Overall, MAYA told me the majority of consumers are definitely into new things but fear of things too new.

Let’s take a look at these examples: Several years ago, wearable and mobile AR were new to most people, not to mention the way to set up AR properly and interact with AR content. If you ever experienced AR headset, don’t blame the product development team just migrated the UX from desktop to AR/VR and make the application unusable, it is just a way to make a brand new/advanced thing to be less new/strange. (And of course, lacking sophisticated AR/VR dedicated UX principle is also another reason.) Pokemon Go leveraged a famous IP to push mobile AR concept one step further, but imagine if they used a brand new IP with brand new rules instead of the one that people are already familiar with, it probably wouldn’t have gone that far. When we introduce our startup solution to potential customers, we always use analogies in their domain to make them feel comfortable, like the modeling tools and collaboration tools they’ve used.

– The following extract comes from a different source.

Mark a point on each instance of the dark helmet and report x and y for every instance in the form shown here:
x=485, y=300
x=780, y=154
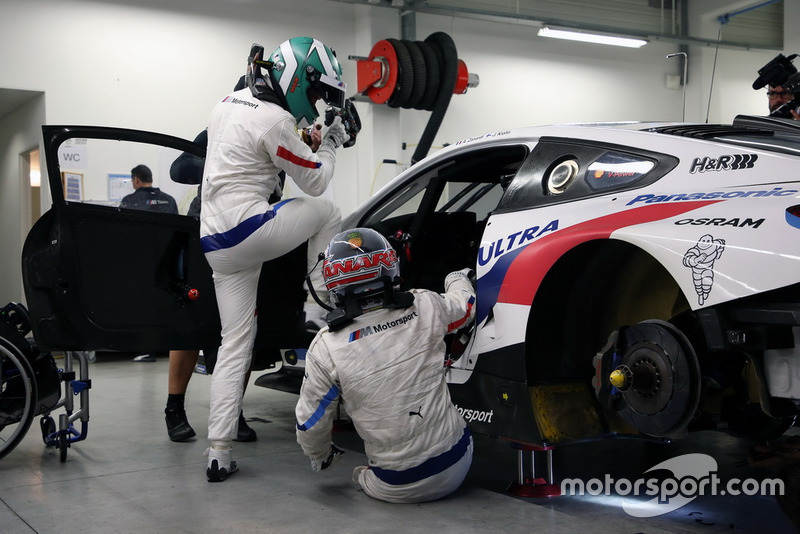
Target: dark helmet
x=358, y=262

Images from Nomadeec AR telemedicine and Pokemon GO
Images from Nomadeec AR telemedicine and Pokemon GO

I started to think about a more systematic way to apply MAYA principle in digital products innovation — What does it mean to be too new, and what does it mean to be new but yet acceptable. So first of all, we need to understand what cornerstones make up a digital product.

When we innovate on digital products, there are three cornerstones that we need to consider, the first one is structure, the second one is content, the third one is mechanics.

Structure

In any industry that has been sophisticatedly digitalized, we see the digital products have evolved into a common pattern and structure. Take a look at some examples shown below:

Content blurred but they are still recognizable what categories they belong to
Content blurred but they are still recognizable what categories they belong to

Even without seeing any branding and actual content, it is still easy for anyone who is veteran in using digital products to tell what category each example belongs to. The group on the left is e-commerce, the middle one is social media, the right one is content streaming.

Content

Content is the information and features that the product provides to users, it is the core value proposition, it is the campfire that brings users together. In e-commerce, it would be the products. In Social media, it would be the information feed.

Mechanics

Mechanics is the rule to put all the content and features together to build up a system, and the way that users interact with the system. Facebook has different mechanics from Twitter. Walmart+ is coming to the market and it would also have different mechanics from Amazon Prime.

Three cornerstones inspired by EICO design
Three cornerstones inspired by EICO design

With these cornerstones, applying MAYA principle on product innovations would be clear and systematic — For any innovative product that seeks for mass-market acceptance, it just can’t be innovative on all three cornerstones, otherwise, it means the product is way too new, too strange.

For example, if a product is new on the content and the mechanics, let the structure stays in the comfort zone. Think about a new FPS game, it gets a new storyline and new items/armors/enemies (Content), new game rules and new system (Mechanics), you’d better stay within the classic structure of FPS game, which is seeing two hands holding weapons in front of the camera you can move around the world map to knock out enemies. Another example, Tinder gamified and innovated on the structure (Profile cards and mutual match conversations) and the mechanics (The game-changing swipe gesture and variable rewards), while keeping the content like everyone else in the industry — The people who want to date.

Examples of innovation on two cornerstones
Examples of innovation on two cornerstones

Innovation is not the most difficult part, we can be innovative on every single perspective of a product. But if we want the majority to say yes to it when it goes to market, we still want customers to see something they are familiar with, and I hope this can help you think what cornerstones you want to innovate.